Wir schützen Kinder vor Ausbeutung
Vietnam ist eines der sechs Länder im Mekong-Gebiet, das Teil unseres länderübergreifenden Projektes gegen Kinderhandel und Ausbeutung von Kindern ist. Im vergangenen Jahr haben wir vietnamesischen Kindern, die in einem Kinderhandelsring ausgebeutet wurden geholfen, zu ihren Familien zurückzukehren.
Eines unserer Hauptziele ist es, Kindern und Eltern mehr über die Gefahren des Kinderhandels aufzuklären. Damit können wir dazu beitragen, dass weniger Eltern ihre Kinder aus finanzieller Not an Kinderhändler verkaufen.
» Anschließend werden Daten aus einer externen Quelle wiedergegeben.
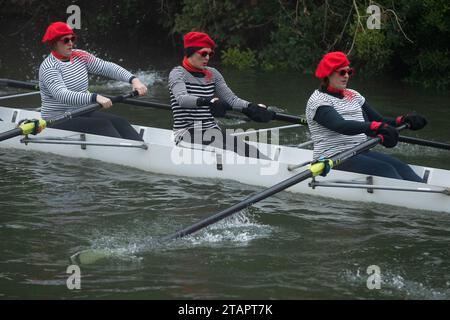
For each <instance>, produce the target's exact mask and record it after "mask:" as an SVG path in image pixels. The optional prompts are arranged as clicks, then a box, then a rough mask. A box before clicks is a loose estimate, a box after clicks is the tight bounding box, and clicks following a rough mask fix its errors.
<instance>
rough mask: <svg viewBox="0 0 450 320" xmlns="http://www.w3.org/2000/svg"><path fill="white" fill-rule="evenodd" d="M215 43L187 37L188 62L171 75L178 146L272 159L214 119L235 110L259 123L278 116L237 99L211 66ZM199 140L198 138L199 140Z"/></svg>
mask: <svg viewBox="0 0 450 320" xmlns="http://www.w3.org/2000/svg"><path fill="white" fill-rule="evenodd" d="M215 48H216V44H215V42H214V41H213V40H212V39H211V38H210V37H209V35H207V34H206V33H202V32H189V33H187V34H185V35H184V59H183V63H182V65H181V66H177V67H175V68H173V69H172V71H171V72H170V75H169V92H170V98H171V104H172V112H173V130H174V136H175V143H176V144H178V143H180V142H181V141H183V142H186V143H189V144H192V143H199V144H202V145H208V146H212V147H216V148H220V149H228V150H232V151H234V152H235V153H237V154H239V155H241V156H245V157H252V158H261V159H269V158H268V157H267V156H266V155H264V154H263V153H261V152H260V151H259V150H258V149H257V148H255V147H254V146H252V145H249V144H247V143H243V142H242V140H239V141H238V139H240V138H238V137H233V136H230V135H228V134H226V133H225V132H224V131H222V130H221V128H220V127H219V125H218V124H217V122H216V120H215V119H214V116H224V115H225V113H226V111H227V110H231V109H232V108H238V109H242V112H243V113H244V114H246V115H247V116H249V117H250V118H252V119H257V121H259V122H268V121H270V120H272V119H273V118H274V115H275V113H274V112H273V111H269V110H268V109H267V107H266V106H265V105H263V104H258V105H257V104H255V103H251V102H248V101H246V100H243V99H241V98H239V97H237V96H236V95H235V94H234V93H233V92H232V91H231V89H230V88H229V87H228V86H227V84H226V82H225V80H224V78H223V76H222V75H221V74H220V72H219V71H217V70H216V69H215V68H211V67H208V66H207V65H208V62H209V60H210V59H211V58H212V57H213V55H214V49H215ZM197 137H198V138H197Z"/></svg>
Wir helfen Kindern nach Katastrophen
Vietnam gehört zu den fünf Ländern, die weltweit am häufigsten von Naturkatastrophen heimgesucht werden. In den vergangenen Jahren ist die Zahl der Taifune und Flutkatastrophen stark angestiegen. Wir helfen Kindern und ihren Familien unmittelbar nach solchen Katastrophen. Im Rahmen unserer Katastrophenvorsorge-Programme (Disaster Risk Reduction) bereiten wir Kinder auf den Ernstfall vor, indem wir ihnen im Schulunterricht beibringen, Risiken einzuschätzen. Die Kinder zeichnen Karten mit Fluchtwegen und absolvieren Erste Hilfe Kurse.